Improving data assimilation algorithms for faster execution, higher resolution and application coupling for U.S. West and East coast ocean forecast systems
Project Lead: John Wilkin, Rutgers, The State University of New Jersey
CO-PIs: Hernan Arango (Rutgers), Andrew Moore (UC Santa Cruz), Christopher Edwards (UCSC)
Federal partners: NOAA Coastal Survey Development Laboratory (CSDL)
IOOS Regional Association partners: MARACOOS, CeNCOOS, SCCOOS, and NANOOS
Project Overview and Results
The modeling efforts here utilize the Regional Ocean Modeling System (ROMS; www.myroms.org) and its 4D-Var assimilation system and coupled NEMURO biogeochemical and ecosystem model.
4D-Var is an iterative data assimilation algorithm for identifying the most-likely ocean state given all available prior information and observations (Moore et al. 2011). The components of ROMS 4D-Var are depicted schematically in the figure below.
The most-likely state estimate is identified by minimizing a nonlinear cost function, which is challenging. An approach is to linearize the problem utilizing the tangent linear (TL) and adjoint (AD) versions of ROMS and minimize a sequence of linearized cost functions during so-called inner loops of the algorithm. The ocean state estimate about which each inner loop is linearized is periodically updated in an outer loop, which is a run of the full nonlinear model with all its physics and forcing. At the conclusion, the final outer-loop integration yields the most-likely ocean state.
A 4D-Var inner-loop comprises one integration of TL and AD ROMS that each require ~50% more CPU time than a nonlinear (NL) ROMS calculation spanning the same time interval. Therefore, a single inner-loop is equivalent to ~3 NL model runs. The current CeNCOOS and MARACOOS forecast systems require ~50 times the computational cost of running the NL model to compute a single 4D-Var analysis, which places significant constraints on feasible model resolutions. This project will develop multi-resolution and mixed-precision computation capabilities that will improve the efficiency of the ROMS 4D-Var system.

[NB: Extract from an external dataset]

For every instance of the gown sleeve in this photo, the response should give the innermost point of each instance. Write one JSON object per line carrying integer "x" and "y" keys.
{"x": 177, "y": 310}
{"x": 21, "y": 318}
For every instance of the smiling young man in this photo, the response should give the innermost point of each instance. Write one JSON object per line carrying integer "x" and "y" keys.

Biogeochemical (BGC) ocean state-estimates have been a component of the CeNCOOS near-real-time ROMS system since 2015. Based on the NEMURO model (Kishi et al. 2007), the model estimates 11 ecosystem components (inorganic nitrogen and silicon nutrients, 2 phytoplankton classes, and 3 zooplankton). The BGC model is incorporated into UCSC ROMS 4D-Var, assimilating satellite surface chlorophyll data. Though not in the NRT product, recent model enhancements add oxygen and carbonate chemistry for the prediction of pH and aragonite saturation – key indicators of ocean acidification.

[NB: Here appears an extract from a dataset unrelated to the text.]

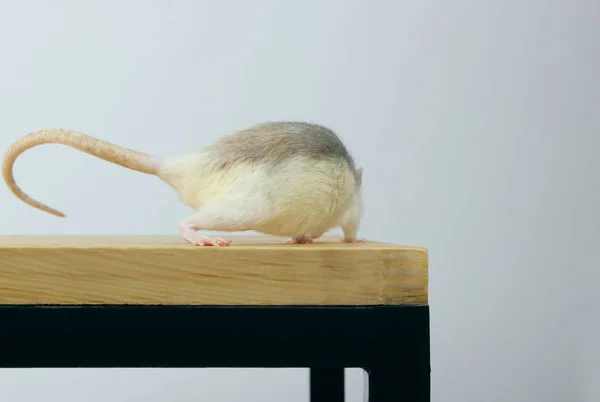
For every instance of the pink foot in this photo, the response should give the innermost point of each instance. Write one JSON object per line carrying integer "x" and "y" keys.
{"x": 353, "y": 240}
{"x": 299, "y": 240}
{"x": 213, "y": 241}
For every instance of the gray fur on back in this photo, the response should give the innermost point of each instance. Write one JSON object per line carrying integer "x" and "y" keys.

Multi-resolution ROMS 4D-Var
We propose a multi-resolution approach for ROMS 4D-Var facilitated by a new feature in ROMS that allows different grid resolution NL, TL and AD components of 4D-Var run as separate executables. This “split” capability was introduced as part of the integration of ROMS into the Joint Effort for Data Assimilation Integration (JEDI).
Model-data misfits, or the so-called “innovations” in DA parlance, are computed based on a high-resolution NL model forecast with the most accurate possible physics, but the AD and TL iterations that collectively comprise the bulk of the compute effort run at a lower resolution. The low-resolution increments are interpolated back to the fine resolution model to execute the forecast.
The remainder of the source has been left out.